Nous pensons que tout ce qui se fait aujourd'hui dans la sous-région pour tenter d'aplanir le conflit né entre les trois pays du Sahel et le reste des pays de la communauté, n'est qu'une pagaille totale sans tête ni queue, qui ne profite qu'au président togolais, qui se prend pour le monsieur propre de la troupe, alors qu'il est le plus dangereux, pour son peuple d'abord, et ensuite pour la CEDEAO toute entière, que ses comportements égoïstes et hypocrites tirent chaque jour vers le bas.

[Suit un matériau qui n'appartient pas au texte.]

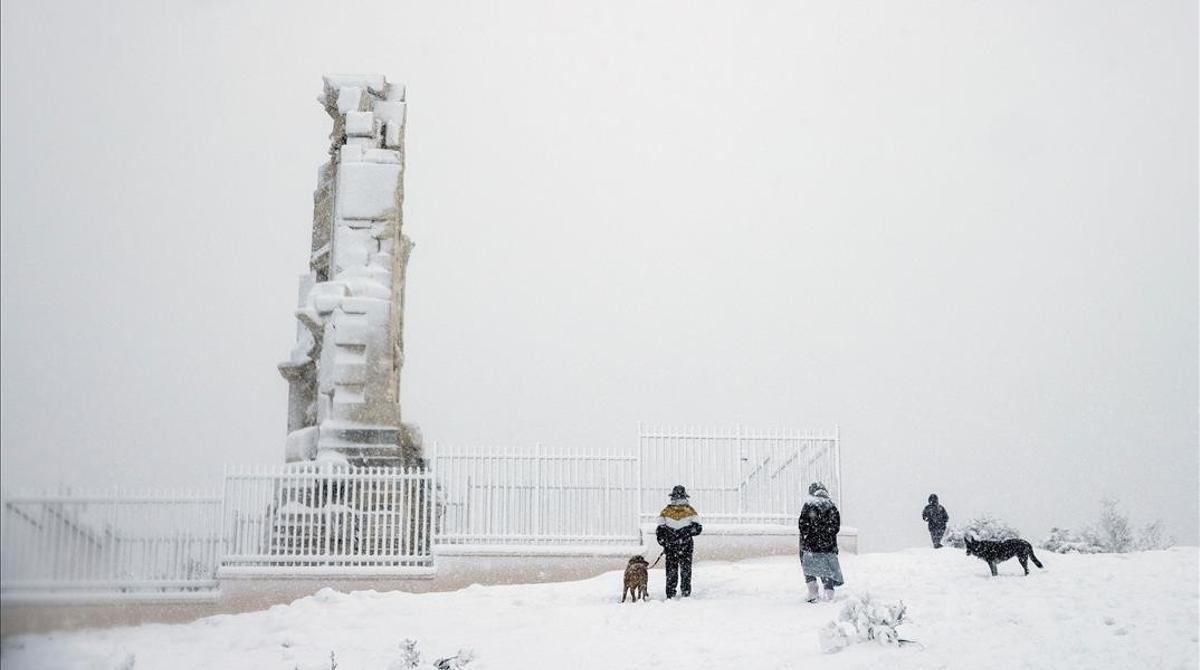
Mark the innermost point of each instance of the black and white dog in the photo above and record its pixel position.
(996, 551)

Les autres chefs d'état de la sous-région, du haut de leur âge, de leur expérience politique, ou de leur mérite, pour certains d'entre eux, d'avoir favorisé l'alternance dans leurs pays respectifs, ne voient-ils pas l'arnaque de Faure Gnassingbé, pour continuer à lui offrir une telle tribune qu'il ne mérite pas et qui révolte les Togolais ?

Cet étonnant traitement de faveur fait à Faure Gnassingbé, malgré les massives violations des droits humains dont il est responsable dans son pays, malgré son refus d'ouvrir franchement le jeu politique aux acteurs de l'opposition togolaise, malgré son refus de libérer les prisonniers politiques, montre à quel point la CEDEAO s'est disqualifiée, a perdu toute crédibilité, pour devenir un syndicat de chefs d'état sans respectabilité aucune. Héberger des prisonniers politiques chez soi depuis plusieurs années, dont une femme-nourrice, séparée de son bébé, qu'on refuse de libérer, assassiner des opposants politiques, ou les contraindre à l'exil, et prétendre jouer aux bons offices ailleurs pour sauver des vies humaines ou rendre la liberté à des prisonniers politiques, comme c'est le cas, par exemple, de l'ancien président nigérien Mohamed Bazoum et son fils, et accepté par une certaine CEDEAO, est tout simplement irresponsable, humainement, moralement et politiquement malhonnête.

Revenant à la situation politique togolaise proprement dite, nous ne pouvons passer sous silence ce qui s'est passé lundi 26 février 2024 au palais des congrès à Kara. En effet, pendant que le régime Gnassingbé, en bon régime de dictature qui se respecte, interdit aux partis de l'opposition de mener librement leurs activités, ceux qui ont le droit de vie et de mort sur les togolais ont organisé ce qu'ils ont appelé "le deuxième congrès statutaire" de leur regroupement. Écoles et collèges furent fermés, écoliers et élèves réquisitionnés pour la circonstance. Il ne manque plus désormais à UNIR que la formation des groupes d'animation pour parfaire la bêtise humaine.

Dans son discours, celui qui laisse commettre en toute impunité les violations des droits de l'homme et les détournements à ciel ouvert par son entourage, Faure Gnassingbé, n'a pas manqué d'insister sur la nostalgie qui était la sienne en voyant l'ambiance dans la salle au palais des congrès à Kara : il s'était tout simplement souvenu du Rassemblement du Peuple Togolais (RPT), ce parti des malheurs, dont l'évocation du nom est synonyme de frayeur chez les Togolais, comme d'ailleurs c'est le cas pour UNIR, après une décennie d'existence. Un clin d'oeil de Faure Gnassingbé à l'époque pure et dure du RPT qui interpelle et inquiète. Va-t-on à UNIR vers une abolition de la République ?

Voilà le visage du "grand médiateur" de la CEDEAO, incapable chez lui de se mettre au-dessus de la mêlée pour s'occuper des problèmes de tous les Togolais.